営業先の架電リストの作成工数が3分の1に削減。「集計」で手一杯だった体制が「データ活用」までできる環境に改善


- 事業拡大に伴ってExcelでのデータ管理が限界を迎え、複数エリアのデータが重複・混在していた
- 膨大なデータの整理と集計に追われ、戦略的なデータ分析や客観的なデータに基づくマネジメントが困難だった
- 営業リストの作成時間が3分の1に削減
- データ集計で手一杯だった現場が、分析業務まで実施できるようになった
- 営業活動のプロセスが可視化され、KPIに基づいたマネジメントが可能になった
Salesforce導入に至った背景や当時抱えられていた課題についてお聞かせください。
弊社は独自の営業手法で不動産事業を展開しています。少人数の営業で運営していた段階では、システム化の必要性を強くは感じていませんでした。しかし、事業が成長して人員や一度コンタクトをとった物件所有者に再架電をするケースが増えるにつれて、従来のExcelでのデータ管理が限界を迎え始めました。

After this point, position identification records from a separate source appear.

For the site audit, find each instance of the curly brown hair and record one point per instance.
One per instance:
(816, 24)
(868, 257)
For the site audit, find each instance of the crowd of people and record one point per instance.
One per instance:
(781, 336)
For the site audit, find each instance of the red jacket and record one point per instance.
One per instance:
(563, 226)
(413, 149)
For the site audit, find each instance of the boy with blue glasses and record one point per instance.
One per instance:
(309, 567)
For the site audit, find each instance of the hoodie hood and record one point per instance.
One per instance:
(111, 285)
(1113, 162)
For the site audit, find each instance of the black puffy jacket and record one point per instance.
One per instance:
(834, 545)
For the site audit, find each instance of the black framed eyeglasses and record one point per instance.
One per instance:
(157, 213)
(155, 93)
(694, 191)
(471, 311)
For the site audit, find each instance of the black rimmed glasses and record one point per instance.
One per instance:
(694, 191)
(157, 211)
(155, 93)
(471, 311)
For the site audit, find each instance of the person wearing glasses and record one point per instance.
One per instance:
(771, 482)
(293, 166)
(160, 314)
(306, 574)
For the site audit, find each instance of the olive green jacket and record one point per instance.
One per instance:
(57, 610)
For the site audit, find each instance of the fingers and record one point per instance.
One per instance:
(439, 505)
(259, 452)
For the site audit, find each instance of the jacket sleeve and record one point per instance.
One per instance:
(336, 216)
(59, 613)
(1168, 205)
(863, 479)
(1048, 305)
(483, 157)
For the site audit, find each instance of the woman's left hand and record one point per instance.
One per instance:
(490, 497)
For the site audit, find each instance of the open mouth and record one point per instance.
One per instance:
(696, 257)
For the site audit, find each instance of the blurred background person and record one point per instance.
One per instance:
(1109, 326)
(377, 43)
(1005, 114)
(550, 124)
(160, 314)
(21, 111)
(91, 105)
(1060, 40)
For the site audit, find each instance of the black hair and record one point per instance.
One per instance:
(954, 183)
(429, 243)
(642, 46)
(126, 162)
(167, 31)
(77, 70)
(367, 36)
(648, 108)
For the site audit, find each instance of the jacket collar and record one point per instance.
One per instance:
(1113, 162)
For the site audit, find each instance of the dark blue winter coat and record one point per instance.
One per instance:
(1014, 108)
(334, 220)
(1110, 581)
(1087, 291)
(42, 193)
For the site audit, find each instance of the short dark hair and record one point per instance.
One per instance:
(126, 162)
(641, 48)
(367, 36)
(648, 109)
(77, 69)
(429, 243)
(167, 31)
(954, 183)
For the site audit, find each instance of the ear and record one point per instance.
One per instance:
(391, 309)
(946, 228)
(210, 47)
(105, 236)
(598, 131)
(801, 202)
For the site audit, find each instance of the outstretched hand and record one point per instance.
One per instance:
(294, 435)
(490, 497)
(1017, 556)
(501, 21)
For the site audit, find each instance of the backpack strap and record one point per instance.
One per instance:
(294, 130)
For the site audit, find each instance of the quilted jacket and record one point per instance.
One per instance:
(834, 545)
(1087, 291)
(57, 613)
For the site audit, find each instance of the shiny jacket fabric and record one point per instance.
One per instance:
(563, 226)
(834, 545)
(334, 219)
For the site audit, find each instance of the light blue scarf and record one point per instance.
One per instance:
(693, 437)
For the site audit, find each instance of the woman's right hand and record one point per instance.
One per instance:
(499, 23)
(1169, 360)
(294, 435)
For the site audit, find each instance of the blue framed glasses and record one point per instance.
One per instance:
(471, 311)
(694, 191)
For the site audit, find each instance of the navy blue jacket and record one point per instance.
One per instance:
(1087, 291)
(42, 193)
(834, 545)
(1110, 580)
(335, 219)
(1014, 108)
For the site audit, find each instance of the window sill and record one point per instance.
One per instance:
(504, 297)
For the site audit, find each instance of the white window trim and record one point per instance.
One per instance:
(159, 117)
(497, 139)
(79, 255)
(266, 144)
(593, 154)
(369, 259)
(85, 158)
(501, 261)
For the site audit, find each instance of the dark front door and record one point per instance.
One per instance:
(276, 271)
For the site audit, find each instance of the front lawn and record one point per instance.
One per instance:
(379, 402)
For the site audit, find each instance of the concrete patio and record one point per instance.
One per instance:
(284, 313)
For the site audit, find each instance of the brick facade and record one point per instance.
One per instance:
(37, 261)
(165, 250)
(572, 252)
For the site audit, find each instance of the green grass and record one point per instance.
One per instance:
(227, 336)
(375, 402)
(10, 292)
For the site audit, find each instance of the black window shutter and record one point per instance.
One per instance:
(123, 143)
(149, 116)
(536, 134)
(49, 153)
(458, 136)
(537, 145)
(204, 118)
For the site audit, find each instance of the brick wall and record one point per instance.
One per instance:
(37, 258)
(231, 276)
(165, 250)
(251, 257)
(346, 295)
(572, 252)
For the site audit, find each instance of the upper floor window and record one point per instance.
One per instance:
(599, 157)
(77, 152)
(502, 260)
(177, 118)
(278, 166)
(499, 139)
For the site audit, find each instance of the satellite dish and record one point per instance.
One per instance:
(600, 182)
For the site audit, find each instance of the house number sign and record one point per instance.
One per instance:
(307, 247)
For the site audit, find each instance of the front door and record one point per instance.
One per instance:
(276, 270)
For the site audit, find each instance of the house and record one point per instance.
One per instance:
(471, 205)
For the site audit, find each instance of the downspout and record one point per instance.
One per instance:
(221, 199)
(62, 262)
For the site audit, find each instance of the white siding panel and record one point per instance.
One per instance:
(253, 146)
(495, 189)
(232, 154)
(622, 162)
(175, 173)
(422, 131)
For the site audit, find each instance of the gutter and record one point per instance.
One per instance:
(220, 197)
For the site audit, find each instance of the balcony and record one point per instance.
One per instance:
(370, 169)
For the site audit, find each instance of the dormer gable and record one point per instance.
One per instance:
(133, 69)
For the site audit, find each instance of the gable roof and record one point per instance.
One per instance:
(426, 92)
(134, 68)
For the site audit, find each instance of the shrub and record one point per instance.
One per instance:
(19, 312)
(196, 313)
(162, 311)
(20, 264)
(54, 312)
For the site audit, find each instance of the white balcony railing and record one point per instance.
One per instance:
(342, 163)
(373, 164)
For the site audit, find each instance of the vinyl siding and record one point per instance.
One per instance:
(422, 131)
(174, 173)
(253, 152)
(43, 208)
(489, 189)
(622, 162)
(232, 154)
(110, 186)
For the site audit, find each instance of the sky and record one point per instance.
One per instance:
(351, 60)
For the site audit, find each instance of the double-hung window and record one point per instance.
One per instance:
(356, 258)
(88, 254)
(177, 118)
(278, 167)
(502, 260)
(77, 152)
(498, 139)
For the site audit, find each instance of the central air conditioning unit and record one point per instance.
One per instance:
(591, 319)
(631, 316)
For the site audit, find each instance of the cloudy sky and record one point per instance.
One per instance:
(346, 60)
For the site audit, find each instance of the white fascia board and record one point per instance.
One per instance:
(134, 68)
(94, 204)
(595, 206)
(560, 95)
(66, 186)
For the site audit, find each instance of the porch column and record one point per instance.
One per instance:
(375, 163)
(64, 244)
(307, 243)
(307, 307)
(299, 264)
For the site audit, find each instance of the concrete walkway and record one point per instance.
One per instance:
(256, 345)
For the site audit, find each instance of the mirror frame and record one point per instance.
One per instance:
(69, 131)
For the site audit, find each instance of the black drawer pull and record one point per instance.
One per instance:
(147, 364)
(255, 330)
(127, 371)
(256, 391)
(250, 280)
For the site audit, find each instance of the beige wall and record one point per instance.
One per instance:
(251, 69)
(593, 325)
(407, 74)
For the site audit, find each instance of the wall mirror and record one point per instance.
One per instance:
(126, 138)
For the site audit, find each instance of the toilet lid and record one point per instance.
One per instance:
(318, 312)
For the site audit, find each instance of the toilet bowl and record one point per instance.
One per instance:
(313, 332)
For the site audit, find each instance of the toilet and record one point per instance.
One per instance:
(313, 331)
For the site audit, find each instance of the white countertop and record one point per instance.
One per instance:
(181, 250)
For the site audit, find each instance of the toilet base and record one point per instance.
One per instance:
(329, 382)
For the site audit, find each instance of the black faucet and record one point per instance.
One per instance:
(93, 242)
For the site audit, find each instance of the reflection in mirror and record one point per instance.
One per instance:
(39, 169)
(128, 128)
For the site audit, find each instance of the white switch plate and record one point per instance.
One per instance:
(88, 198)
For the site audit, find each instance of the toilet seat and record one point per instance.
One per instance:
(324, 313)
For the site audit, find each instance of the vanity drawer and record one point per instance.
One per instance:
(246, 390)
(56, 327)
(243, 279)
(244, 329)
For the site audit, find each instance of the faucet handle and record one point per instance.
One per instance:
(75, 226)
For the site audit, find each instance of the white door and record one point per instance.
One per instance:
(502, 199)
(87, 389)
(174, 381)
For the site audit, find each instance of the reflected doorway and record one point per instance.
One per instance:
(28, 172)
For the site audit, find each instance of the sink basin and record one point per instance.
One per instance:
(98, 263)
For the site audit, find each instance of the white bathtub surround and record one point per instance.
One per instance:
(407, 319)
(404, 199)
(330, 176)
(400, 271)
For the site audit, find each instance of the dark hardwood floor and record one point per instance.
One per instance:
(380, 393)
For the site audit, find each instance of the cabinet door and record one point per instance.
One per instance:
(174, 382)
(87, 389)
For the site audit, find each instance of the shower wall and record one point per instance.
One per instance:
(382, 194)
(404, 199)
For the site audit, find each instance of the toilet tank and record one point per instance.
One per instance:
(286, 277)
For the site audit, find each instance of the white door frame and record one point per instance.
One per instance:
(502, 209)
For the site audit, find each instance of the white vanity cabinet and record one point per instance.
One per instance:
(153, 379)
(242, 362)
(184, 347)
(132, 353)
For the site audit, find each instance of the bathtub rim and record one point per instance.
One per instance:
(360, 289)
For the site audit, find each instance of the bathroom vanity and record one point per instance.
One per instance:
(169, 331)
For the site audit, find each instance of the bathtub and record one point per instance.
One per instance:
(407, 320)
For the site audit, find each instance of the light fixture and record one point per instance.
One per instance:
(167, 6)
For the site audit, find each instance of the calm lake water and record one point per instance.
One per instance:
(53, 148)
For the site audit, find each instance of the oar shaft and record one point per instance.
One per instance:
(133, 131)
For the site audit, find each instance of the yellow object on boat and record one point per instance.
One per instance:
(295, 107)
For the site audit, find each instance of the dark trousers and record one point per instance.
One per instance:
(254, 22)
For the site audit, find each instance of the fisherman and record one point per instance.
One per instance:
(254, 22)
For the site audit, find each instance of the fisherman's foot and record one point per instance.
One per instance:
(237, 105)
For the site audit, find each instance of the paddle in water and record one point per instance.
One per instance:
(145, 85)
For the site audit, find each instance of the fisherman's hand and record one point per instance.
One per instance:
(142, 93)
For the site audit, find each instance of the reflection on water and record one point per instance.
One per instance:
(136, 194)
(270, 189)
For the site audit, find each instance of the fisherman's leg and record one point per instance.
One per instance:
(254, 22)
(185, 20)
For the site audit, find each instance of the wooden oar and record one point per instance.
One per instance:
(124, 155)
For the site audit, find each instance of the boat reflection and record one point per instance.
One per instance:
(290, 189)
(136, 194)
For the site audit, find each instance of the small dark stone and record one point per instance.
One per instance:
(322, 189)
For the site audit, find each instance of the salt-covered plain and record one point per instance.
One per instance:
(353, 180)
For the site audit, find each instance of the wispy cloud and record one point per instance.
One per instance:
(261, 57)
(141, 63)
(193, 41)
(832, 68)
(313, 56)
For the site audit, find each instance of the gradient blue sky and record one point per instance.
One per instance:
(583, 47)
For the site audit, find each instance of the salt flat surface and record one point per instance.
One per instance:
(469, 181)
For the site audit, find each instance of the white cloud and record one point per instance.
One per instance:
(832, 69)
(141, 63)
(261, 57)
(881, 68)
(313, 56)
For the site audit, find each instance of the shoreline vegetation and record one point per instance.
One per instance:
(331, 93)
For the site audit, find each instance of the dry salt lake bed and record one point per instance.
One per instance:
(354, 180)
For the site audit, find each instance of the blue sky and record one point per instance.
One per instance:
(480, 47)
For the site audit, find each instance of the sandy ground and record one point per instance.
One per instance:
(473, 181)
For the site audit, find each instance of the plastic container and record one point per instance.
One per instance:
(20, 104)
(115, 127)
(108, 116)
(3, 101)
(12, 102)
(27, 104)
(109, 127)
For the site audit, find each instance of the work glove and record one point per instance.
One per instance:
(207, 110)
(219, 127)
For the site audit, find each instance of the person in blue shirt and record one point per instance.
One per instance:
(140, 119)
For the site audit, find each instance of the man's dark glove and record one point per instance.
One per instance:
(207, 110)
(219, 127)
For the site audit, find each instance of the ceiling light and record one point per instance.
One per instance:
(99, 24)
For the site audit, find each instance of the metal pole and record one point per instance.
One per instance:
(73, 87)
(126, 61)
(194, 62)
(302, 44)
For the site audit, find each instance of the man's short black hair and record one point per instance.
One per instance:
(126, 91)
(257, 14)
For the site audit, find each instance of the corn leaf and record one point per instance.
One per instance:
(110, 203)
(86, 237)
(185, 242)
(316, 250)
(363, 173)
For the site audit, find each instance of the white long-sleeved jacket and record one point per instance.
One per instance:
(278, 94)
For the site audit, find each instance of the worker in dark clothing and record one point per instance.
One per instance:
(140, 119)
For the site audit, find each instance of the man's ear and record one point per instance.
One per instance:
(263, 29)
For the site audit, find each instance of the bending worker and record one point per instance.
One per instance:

例えば、複数の都市で事業を展開する中で、それぞれのデータが混在して異なるファイル間で所有者情報が重複したり年代によって入力データの形式が違ったりと、次第に収拾がつかない状態になっていきました。不動産では、1人の所有者が複数の物件を持っていることもあれば、反対に1つの物件を複数人で所有しているケースもあります。業界特有の複雑な構造によって、Excelでの管理と傾向分析が困難なものとなっていきました。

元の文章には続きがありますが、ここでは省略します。